İlk ve en eski kompleks, lüks özüyle karakterize edilen bir tarz olan olağanüstü Art Deco'ya sahip Joslyn Binası'dır. Bu mimari tarz, 1930'lu yıllarda Amerika Birleşik Devletleri'nde çok popüler olmuş ve üst sınıfın en çok aradığı tarzlardan biri haline gelmiştir. Endüstriyel tarzı göz alıcı bir dekorla birleştiren Joslyn'in cephesinde simetrik ve dengeli tasarımlar görülüyor.

Arka planda, pavyonun modernliğine karşın daha klasik ve anıtsal bir üsluba sahip olan müzenin ilk yapısını görüyorsunuz.
© Nic LehouxScott Pavyonu, müzenin ayrılmaz bir parçası olan ikinci binadır. Müzenin kendisi tarafından zarif, mükemmel ölçülere sahip bir "kutu" olarak tanımlanan, çoğunluğu mermerden yapılmış bir yapıdır; sadeliği diğer alanlarla tezat oluşturmaktadır.
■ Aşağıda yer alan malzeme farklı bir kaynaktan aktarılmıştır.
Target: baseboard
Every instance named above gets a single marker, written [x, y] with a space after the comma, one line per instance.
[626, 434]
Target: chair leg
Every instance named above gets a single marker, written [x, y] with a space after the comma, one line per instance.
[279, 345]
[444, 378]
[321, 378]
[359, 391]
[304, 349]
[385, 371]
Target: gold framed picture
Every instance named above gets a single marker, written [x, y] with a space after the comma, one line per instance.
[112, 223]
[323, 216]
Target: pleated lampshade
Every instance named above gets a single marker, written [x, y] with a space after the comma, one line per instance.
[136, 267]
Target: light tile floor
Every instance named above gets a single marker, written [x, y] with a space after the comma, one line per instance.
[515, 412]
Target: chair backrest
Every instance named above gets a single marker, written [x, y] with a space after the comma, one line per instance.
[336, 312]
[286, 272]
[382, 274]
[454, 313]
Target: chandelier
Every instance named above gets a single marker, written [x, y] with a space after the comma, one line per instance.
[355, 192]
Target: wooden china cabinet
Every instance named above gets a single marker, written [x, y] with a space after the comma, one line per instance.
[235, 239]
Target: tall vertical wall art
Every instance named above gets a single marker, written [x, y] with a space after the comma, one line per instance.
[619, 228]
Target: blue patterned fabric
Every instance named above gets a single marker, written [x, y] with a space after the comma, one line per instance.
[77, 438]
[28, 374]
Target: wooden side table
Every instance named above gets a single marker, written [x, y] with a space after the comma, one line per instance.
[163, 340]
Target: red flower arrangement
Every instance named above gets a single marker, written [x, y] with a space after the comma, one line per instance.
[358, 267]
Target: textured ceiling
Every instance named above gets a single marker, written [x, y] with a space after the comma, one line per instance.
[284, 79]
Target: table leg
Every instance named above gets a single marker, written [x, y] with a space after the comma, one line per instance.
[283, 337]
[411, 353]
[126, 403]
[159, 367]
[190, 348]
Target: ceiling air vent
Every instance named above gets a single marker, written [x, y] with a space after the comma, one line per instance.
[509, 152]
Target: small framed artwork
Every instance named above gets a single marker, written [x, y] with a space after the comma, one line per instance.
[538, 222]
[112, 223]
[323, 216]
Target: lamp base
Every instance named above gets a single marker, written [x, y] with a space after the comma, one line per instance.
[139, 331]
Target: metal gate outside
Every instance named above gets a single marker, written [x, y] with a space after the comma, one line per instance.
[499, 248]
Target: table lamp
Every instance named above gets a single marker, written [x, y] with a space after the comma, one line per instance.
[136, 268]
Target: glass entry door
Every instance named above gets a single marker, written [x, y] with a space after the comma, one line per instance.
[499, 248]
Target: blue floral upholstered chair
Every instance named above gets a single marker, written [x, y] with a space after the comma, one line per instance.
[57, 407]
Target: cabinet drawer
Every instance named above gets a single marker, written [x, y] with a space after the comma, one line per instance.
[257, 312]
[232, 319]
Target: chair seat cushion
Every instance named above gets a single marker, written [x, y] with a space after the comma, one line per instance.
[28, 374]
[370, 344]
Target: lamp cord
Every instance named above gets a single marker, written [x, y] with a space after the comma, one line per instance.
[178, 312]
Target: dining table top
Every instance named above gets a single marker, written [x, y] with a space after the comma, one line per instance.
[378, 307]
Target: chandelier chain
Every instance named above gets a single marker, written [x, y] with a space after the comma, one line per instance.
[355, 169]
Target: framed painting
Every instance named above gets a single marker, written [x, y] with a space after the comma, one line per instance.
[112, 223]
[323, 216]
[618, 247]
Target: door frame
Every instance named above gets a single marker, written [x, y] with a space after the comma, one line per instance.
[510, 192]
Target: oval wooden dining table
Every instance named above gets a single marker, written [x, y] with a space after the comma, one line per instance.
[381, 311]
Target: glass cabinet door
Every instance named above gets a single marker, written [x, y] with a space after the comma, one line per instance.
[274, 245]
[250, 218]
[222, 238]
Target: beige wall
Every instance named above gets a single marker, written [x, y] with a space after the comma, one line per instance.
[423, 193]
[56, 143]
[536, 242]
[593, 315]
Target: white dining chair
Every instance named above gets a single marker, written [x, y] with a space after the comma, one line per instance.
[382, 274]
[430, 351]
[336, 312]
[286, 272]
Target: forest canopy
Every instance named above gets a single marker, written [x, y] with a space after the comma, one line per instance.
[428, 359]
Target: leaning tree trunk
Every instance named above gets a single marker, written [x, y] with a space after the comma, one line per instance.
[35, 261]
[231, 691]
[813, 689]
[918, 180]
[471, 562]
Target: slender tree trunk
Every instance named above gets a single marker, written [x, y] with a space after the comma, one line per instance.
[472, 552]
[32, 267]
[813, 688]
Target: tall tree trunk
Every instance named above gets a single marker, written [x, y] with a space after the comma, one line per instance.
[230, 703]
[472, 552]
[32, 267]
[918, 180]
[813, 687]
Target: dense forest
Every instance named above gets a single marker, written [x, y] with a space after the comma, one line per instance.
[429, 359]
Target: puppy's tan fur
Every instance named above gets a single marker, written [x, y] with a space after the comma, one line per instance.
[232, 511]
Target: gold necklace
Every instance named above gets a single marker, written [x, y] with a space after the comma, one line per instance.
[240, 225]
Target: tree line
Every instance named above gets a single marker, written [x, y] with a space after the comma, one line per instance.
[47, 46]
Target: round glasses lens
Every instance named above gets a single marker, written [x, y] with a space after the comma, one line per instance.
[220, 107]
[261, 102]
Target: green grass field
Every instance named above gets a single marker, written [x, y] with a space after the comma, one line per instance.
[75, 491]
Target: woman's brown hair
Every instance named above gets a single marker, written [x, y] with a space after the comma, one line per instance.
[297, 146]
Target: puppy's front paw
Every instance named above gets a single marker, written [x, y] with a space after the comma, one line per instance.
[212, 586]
Belli alanlara ışık girmesini sağlayan büyük pencereleri vardır.
Son olarak müzenin en son eklemesi ve dünya sıralamasında bu konuma sahip olan Hawks Pavilion. Temiz, kıvrımlı yapısı ferahlık ve hareket hissi yaratıyor; Dış cephesi kardeş binalarıyla aynı malzemeden, pembe mermerden yapılmıştır. Pencerelerden görünen manzara nefes kesici olup, Omaha'nın muhteşem bahçelerini ve banliyölerini gözler önüne seriyor.

Müzenin dış cephesinde, müzeyi oluşturan diğer yapılarda da kullanılan pembe mermerden yapılmış elemanlar kullanılmış.
Joslyn Sanat MüzesiCephenin yatay dokusu, Anıt Bina'nın anıtsal Büyük Merdiveni'nin yığılmış taş basamaklarından esinlenmiştir. Tasarımı Snøhetta firması tarafından yapılmıştır.
Son iki pavyon daha modernist eklemeler ve yorumlar olsa da, bu müze mimari geleneği ve yeniliği görsel olarak etkileyici bir şekilde birleştiriyor.
Benzersiz eserlerBu binaların her mimari tarzı, geleceğe, sürdürülebilirliğe olan bağlılığı ve geçmişle bağlantıyı yansıtıyor. Altyapıdaki geri dönüştürülebilir unsurlardan yıkılmış imparatorlukları anımsatan klasik dekorasyonlara kadar, dünyanın bu farklı bölgelerindeki müzelerin her biri, kendi bölgelerine ilişkin benzersiz içgörüler ve ilginç bakış açıları sunmak için bu sıralamada birbirine bağlanmıştır. Mimariyi toplumun bir yansıması olarak düşünebiliriz ve bu yedi örnekte de gözlerimizle gördüğümüz yansıma aşırı bir yaratıcılık ve güzelliğin yansımasıdır.